- Education: Harvard University Princeton University
- Awards: LeRoy Apker Award (1994); Blavatnik Awards for Young Scientists (2019);
- Scientific career
- Workplaces: Stony Brook University
- Thesis: Spatiotemporal Dynamics of Insect-Fire Interactions (2006)
- Website: Lynch Lab

= Heather J. Lynch =

American statistician

Heather Joan Lynch is an associate professor of Ecology and Evolution at Stony Brook University and the first Endowed Chair for Ecology and Evolution at Stony Brook's Institute for Advanced Computational Science. She is a 2019 laureate of the Blavatnik Awards for Young Scientists and a National Geographic Explorer. Lynch uses satellite remote sensing, field work and mathematical models to better understand the population dynamics of the penguins of the Antarctic Peninsula.

== Early life and education ==
Lynch earned her bachelor's degree in physics with a certificate in materials science engineering at Princeton University. She graduated summa cum laude and was awarded the American Physical Society LeRoy Apker Award for her undergraduate research on the Kondo effect. She worked alongside Barbara Cooper and Lydia Sohn. Her research included measurements of spin-polarised currents that tunnel through metallic nanoparticles. She moved to Harvard University for her graduate studies, where she was supported by a Lucent Technologies fellowship. She earned a master's degree in physics but transferred to the Department of Organismal and Evolutionary Biology to complete a doctorate in statistical ecology. She completed her doctoral research on insect-fire interactions under the supervision of Paul Moorcroft in 2006. Lynch joined the laboratory of William Fagan at the University of Maryland, College Park where she applied statistical analysis to big data that described the survivorship of mammals and biodiversity patterns in ecological networks.

== Research and career ==
She moved to the University of California, Santa Cruz, where she taught applied mathematics and statistics. Soon after she joined the faculty at Stony Brook University in 2011 and was awarded a National Science Foundation CAREER Award in 2013. Her research combines mathematics and statistics with conservation biology. She looks to understand the population dynamics and geographic distribution of penguins that breed in the Antarctic Peninsula.

Lynch studies penguins – in particular Antarctic petrels and Adélie penguins, whose migratory patterns can teach us about the global effects of climate change. She studies the spatial and temporal patterns of Adélie penguins, making predictions about their colony sizes using mathematical models and trying to determine the Antarctic ecosystems which allow the birds to thrive. Lynch has led expeditions to the Cape Lookout National Seashore. On a rocky archipelago known as the Danger Islands, Lynch discovered a previously unknown super colony of penguins. She created MAPPPD (Mapping Application for Penguin Populations and Projected Dynamics), an open access platform to share information about penguin population counts.
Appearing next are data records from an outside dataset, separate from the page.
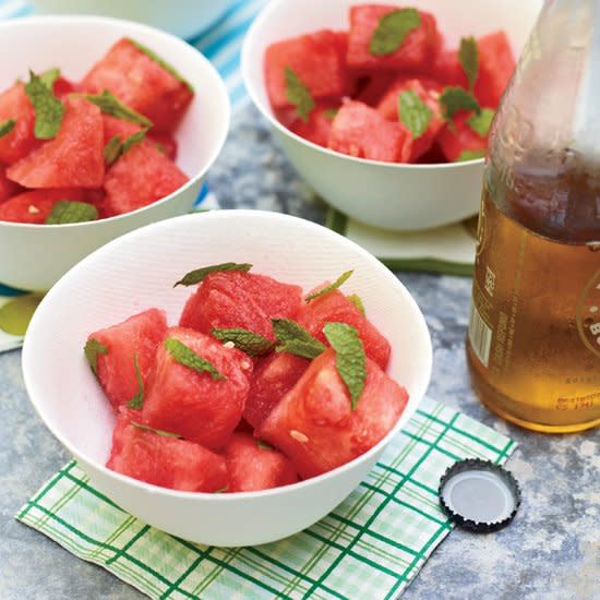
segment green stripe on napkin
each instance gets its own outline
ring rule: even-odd
[[[398,596],[453,526],[437,483],[466,457],[503,464],[516,444],[442,404],[424,399],[382,459],[333,513],[265,545],[215,548],[158,531],[97,492],[72,461],[16,518],[151,598]]]

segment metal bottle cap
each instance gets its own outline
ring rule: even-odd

She is working with the National Science Foundation to develop sophisticated new software to support high-resolution commercial imagery of the North and South Pole. Lynch was named the 2019 life sciences laureate of the Blavatnik Awards for Young Scientists. That year she was elected a National Geographic Explorer.

In 2023, she was named the inaugural director of the Collaborative for the Earth at Stony Brook University, an “action tank” for facilitating university-wide research, education and public/policy engagement on global-scale environmental crises.